Creating new interfaces is designed to be pretty straightforward. Take a look at robots/demo.py, and you should see:


from planner import *
from realtime import *

from domains.simplenav import *


class MyRobotInterface:
    [ ... omitted for brevity ... ]

    @RegisterActionCallback(goto_A)
    def do_goto_A(self):
        if "init" not in dir(self):
            raise Exception("Failed to initialize class!")
        self.current_loc = "A"
        print("going to A")

    [ ... omitted for brevity ... ]

This is a pretty simple mock class, but it illustrates the concept of creating new actions for the architecture. The class imports the relevant domain, and then marks that it provides a function that implements a known action. When provided to the action database, this annotation will allow the action and its implementation to be tied together.

Later on in that file, we see:

    @RegisterBeliefCallback(at_A)
    def do_check_A(self) -> bool:
        if "init" not in dir(self):
            raise Exception("Failed to initialize class!")
        return self.current_loc == "A"

We now use the 'RegisterBeliefCallback' annotation to register a new belief callback.

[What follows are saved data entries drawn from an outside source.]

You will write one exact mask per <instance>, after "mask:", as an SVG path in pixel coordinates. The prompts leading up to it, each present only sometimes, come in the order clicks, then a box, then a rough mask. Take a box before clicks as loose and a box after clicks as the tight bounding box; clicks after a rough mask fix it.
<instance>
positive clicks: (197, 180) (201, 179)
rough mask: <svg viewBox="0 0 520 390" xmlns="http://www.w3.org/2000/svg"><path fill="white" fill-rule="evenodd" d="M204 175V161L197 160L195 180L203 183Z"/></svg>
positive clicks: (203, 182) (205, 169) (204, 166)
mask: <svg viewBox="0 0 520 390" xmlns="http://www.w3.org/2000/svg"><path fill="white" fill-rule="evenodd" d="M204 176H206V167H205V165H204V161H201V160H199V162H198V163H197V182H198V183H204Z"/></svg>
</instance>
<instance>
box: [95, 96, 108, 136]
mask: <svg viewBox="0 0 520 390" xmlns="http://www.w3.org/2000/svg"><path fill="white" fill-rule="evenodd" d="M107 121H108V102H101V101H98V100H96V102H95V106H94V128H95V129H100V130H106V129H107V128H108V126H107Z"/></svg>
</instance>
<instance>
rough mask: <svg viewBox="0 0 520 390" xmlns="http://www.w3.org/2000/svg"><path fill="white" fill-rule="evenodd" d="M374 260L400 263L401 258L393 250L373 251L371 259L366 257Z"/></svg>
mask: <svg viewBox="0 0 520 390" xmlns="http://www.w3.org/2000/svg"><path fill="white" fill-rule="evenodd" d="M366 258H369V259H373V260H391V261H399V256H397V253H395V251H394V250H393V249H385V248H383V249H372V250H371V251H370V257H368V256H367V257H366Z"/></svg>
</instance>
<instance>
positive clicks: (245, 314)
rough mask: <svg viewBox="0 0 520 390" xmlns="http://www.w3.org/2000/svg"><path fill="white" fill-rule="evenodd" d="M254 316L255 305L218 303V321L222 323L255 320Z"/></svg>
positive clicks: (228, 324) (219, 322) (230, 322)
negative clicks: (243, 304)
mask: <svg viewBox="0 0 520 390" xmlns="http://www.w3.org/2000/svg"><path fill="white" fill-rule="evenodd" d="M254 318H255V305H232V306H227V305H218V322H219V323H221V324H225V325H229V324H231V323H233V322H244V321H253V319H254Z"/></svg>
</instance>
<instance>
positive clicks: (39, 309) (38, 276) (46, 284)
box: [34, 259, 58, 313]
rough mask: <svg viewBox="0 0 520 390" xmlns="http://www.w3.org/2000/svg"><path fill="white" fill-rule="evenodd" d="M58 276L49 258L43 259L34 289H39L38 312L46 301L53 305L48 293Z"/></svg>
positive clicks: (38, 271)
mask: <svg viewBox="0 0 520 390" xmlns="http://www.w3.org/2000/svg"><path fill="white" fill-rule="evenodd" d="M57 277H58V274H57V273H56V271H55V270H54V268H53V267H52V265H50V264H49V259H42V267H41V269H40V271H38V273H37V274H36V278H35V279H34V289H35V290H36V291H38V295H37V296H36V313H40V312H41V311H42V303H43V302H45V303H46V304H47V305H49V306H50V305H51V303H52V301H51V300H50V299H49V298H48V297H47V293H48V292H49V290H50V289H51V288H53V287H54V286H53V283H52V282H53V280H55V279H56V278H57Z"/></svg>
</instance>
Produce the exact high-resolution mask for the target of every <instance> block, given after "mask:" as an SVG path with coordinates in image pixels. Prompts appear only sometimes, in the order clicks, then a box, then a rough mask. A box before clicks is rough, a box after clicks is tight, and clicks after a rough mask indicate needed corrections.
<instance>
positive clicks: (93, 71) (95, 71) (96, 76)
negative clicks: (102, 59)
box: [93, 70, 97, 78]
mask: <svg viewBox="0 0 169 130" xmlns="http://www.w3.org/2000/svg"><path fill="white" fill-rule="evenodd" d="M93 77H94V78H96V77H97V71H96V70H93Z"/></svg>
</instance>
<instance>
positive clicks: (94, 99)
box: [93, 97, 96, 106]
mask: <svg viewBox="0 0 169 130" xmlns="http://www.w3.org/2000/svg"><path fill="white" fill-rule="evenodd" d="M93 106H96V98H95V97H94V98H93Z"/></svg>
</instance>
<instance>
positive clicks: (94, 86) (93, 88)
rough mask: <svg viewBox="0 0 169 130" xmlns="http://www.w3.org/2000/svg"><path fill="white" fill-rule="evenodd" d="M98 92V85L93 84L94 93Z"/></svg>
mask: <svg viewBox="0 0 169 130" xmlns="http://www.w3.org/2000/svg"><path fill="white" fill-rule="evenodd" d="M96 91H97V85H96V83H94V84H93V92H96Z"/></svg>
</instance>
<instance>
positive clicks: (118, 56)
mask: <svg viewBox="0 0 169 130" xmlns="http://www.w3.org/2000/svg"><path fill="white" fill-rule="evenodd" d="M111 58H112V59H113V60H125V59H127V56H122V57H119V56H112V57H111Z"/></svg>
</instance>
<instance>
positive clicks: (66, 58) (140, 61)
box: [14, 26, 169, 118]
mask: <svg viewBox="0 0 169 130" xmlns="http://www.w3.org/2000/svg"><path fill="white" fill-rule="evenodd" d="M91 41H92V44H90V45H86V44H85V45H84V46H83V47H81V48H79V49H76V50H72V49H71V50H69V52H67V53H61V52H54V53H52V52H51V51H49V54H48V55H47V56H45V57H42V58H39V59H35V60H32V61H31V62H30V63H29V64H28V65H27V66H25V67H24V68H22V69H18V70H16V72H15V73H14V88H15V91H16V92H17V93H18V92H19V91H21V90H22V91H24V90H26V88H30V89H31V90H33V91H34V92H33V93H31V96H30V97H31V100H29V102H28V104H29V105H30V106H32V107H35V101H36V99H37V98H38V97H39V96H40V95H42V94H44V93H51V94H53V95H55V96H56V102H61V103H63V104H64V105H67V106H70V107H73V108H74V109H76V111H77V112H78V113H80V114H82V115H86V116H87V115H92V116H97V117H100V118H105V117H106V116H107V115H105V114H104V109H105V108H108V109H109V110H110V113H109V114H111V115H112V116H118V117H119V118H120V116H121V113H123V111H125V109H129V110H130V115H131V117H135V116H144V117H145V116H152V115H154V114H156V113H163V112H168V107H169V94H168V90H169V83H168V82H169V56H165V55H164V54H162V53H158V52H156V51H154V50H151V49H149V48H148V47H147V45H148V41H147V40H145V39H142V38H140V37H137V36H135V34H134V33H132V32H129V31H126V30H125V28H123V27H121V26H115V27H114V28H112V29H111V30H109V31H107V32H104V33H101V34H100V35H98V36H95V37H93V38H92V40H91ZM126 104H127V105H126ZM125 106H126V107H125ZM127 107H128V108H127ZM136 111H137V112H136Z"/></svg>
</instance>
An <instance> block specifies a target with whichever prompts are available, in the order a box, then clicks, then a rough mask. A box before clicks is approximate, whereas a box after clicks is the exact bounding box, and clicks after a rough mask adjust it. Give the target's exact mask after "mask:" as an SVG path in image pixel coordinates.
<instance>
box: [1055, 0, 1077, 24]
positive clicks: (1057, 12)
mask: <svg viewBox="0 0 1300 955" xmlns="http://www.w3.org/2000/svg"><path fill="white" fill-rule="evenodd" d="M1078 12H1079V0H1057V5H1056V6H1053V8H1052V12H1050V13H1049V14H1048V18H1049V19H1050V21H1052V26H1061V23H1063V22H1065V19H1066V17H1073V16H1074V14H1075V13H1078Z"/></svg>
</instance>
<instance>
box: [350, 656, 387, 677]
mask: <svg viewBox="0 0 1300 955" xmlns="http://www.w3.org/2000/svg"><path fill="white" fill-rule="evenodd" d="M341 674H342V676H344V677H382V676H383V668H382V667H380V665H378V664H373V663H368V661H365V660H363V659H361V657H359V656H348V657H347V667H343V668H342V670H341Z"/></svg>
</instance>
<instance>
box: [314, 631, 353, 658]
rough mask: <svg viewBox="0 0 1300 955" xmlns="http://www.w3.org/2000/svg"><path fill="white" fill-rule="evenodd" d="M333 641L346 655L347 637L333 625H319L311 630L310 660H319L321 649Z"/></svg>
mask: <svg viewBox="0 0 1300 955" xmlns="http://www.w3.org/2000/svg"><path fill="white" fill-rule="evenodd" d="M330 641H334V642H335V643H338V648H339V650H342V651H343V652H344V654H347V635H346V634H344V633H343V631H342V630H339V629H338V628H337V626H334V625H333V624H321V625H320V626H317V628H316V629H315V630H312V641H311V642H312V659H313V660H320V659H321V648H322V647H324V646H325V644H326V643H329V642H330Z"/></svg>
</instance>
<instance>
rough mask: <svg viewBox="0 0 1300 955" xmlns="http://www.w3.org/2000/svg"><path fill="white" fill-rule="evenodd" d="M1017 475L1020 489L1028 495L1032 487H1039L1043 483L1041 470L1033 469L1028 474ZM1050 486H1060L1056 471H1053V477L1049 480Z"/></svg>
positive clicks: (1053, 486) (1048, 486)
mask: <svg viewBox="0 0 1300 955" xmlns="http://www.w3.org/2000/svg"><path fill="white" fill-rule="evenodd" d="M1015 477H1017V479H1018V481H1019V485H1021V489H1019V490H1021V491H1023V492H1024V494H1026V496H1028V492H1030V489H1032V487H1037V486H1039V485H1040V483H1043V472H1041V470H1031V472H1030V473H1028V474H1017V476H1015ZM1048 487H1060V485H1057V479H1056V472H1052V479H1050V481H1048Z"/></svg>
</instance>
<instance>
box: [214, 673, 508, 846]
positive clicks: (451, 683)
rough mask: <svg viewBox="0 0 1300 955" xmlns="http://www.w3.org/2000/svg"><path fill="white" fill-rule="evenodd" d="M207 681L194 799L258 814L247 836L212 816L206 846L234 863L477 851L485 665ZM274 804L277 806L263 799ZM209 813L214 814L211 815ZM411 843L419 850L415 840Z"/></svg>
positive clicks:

When the belief database needs to update its belief about this state, it will call this function. These updates occur intelligently: they are not called on an arbitrary queue, they are called prior to being needed (and will be deprioritized if not needed).

Other existing features

  • When actions are taken, the expected observations are compared to the actual ones. If a mismatch is identified, implying a failure to achieve a goal, the system re-plans and re-attempts to find a solution.
  • Because the backend is described via pythonic functions, produced plans are just a series of python function calls. We can modify these as needed, and even create plans as python scripts by hand pretty easily. This allows
  • Some basic safety proving. A plan can only be made in a way that enforces certain requirmenets for each action.
  • There are hooks to treat each of these modules (the planner, the databases) as plugins. So we can swap them in and out as new techniques or approaches are desired.

Other planned features

  • Formal verification: mathematical guarantees that we are keeping within a certain set of parameters while executing behavior.
  • Surprisal and Creativity mechanisms: there's hooks for these if we ever think it'll be useful to pull that functionality in, but I haven't really bothered implementing it.
  • Multi-Agent systems: if we can pass belief about other robots to the belief database, they can plan around each other in a way that scales and is programmatic.

Changelog

  • 1.2: Create C++ bindings, bugfixes.
  • 1.1: Use the "Unified Planning" engine, improvements to API, bugfixes.
  • 1.0: Prototype version shown to work on basic problems and shared internally.